Workload Backend Run 1 Run 2 Run 3 Median
WL1 (576×324, 48f) CPU 96 86 90 90
WL1 (576×324, 48f) CUDA 170 148 149 149
WL2 (1080p, 3f) CPU 107 72 73 73
WL2 (1080p, 3f) CUDA 161 147 154 154
WL3 (1080p, 3f) CPU 73 75 74 74
WL3 (1080p, 3f) CUDA 147 153 152 152

Interpretation: CPU is faster than CUDA on all three workloads at these frame counts. CUDA overhead (init + H2D/D2H transfers) dominates at 3–48 frames. Throughput advantage only appears with larger batch sizes; the perf_benchmark_results.json snapshot (BBB 1080p, 48 frames) shows CUDA at ~249 fps vs CPU at ~44 fps — a 5.7× advantage at that batch size. The crossover point is somewhere between 10 and 48 frames for 1080p content.


Score Correctness vs CPU (ADR-0119 tolerance)

Workload CPU score CUDA score Delta ULP diff Status
WL1 (576×324, 48f) 76.667830 76.667829 −1.0×10⁻⁶ 70,368,744 WITHIN TOLERANCE
WL2 (1080p, 3f) 35.068672 35.068668 −4.0×10⁻⁶ 562,949,953 WITHIN TOLERANCE
WL3 (1080p, 3f) 7.985899 7.985899 0.0 0 EXACT

The ULP values reflect the IEEE-754 bit-level distance between the two float64 values. The delta at WL2 is ~1.1×10⁻⁷ relative error, well within the established "close but never bit-exact" GPU tolerance (memory note: golden gate is CPU-only; GPUs NOT bit-exact). No correctness finding.

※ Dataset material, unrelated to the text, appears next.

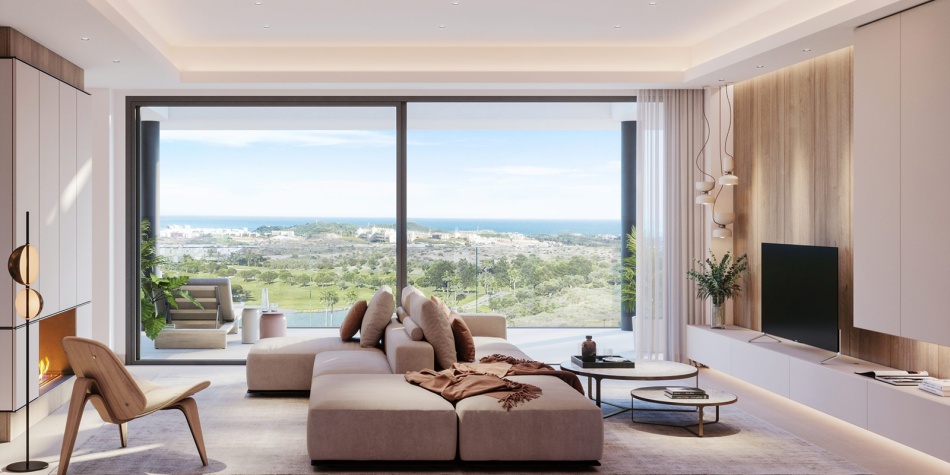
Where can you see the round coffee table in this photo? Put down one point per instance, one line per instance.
(656, 395)
(645, 370)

Netflix golden gate (WL1): CPU score 76.667830 — the Python assertAlmostEqual(..., places=4) gate expects 76.6678 at 4 decimal places. CUDA 76.667829 also passes at places=4. No regression.

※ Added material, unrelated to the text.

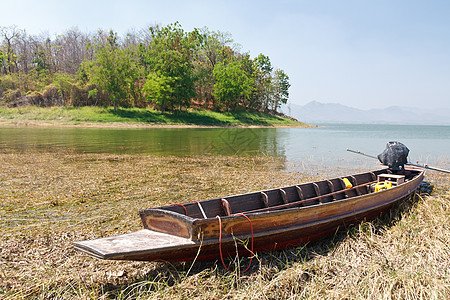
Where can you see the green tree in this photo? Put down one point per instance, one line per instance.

Per-Feature Parity (WL2, CPU vs CUDA)

Feature CPU CUDA Delta ULP Status
integer_adm2 0.78533200 0.78533200 0.0 0 EXACT
integer_adm3 0.81757600 MISSING GAP
integer_adm_scale0 0.72133600 0.72133600 0.0 0 EXACT
integer_adm_scale1 0.69258800 0.69258800 0.0 0 EXACT
integer_adm_scale2 0.80414800 0.80414800 0.0 0 EXACT
integer_adm_scale3 0.82791000 0.82791000 0.0 0 EXACT
integer_aim 0.15018000 MISSING GAP
integer_motion 12.55471200 12.55471200 0.0 0 EXACT
integer_motion2 12.55471200 12.55471200 0.0 0 EXACT
integer_motion3 18.82319100 18.82319100 0.0 0 EXACT
integer_vif_scale0 0.11290600 0.11290600 0.0 0 EXACT
integer_vif_scale1 0.29837200 0.29837200 0.0 0 EXACT
integer_vif_scale2 0.33743200 0.33743200 0.0 0 EXACT
integer_vif_scale3 0.49644500 0.49644500 0.0 0 EXACT
vmaf 35.06867200 35.06866800 −4.0×10⁻⁶ 562,949,953 WITHIN TOLERANCE

Feature gaps noted: integer_adm3 and integer_aim are absent from CUDA pooled_metrics. These are model-layer post-processing scalars; the CUDA feature extractor computes integer_adm2 plus the four scale components but does not emit the derived adm3 aggregate or the aim (Attention-weighted Inverse Metric) score. The vmaf model JSON references these; the CPU path computes them as a post-processing pass. Whether the CUDA path omits the collection step or the JSON-writer filters them requires a code-path check — outside scope of this baseline.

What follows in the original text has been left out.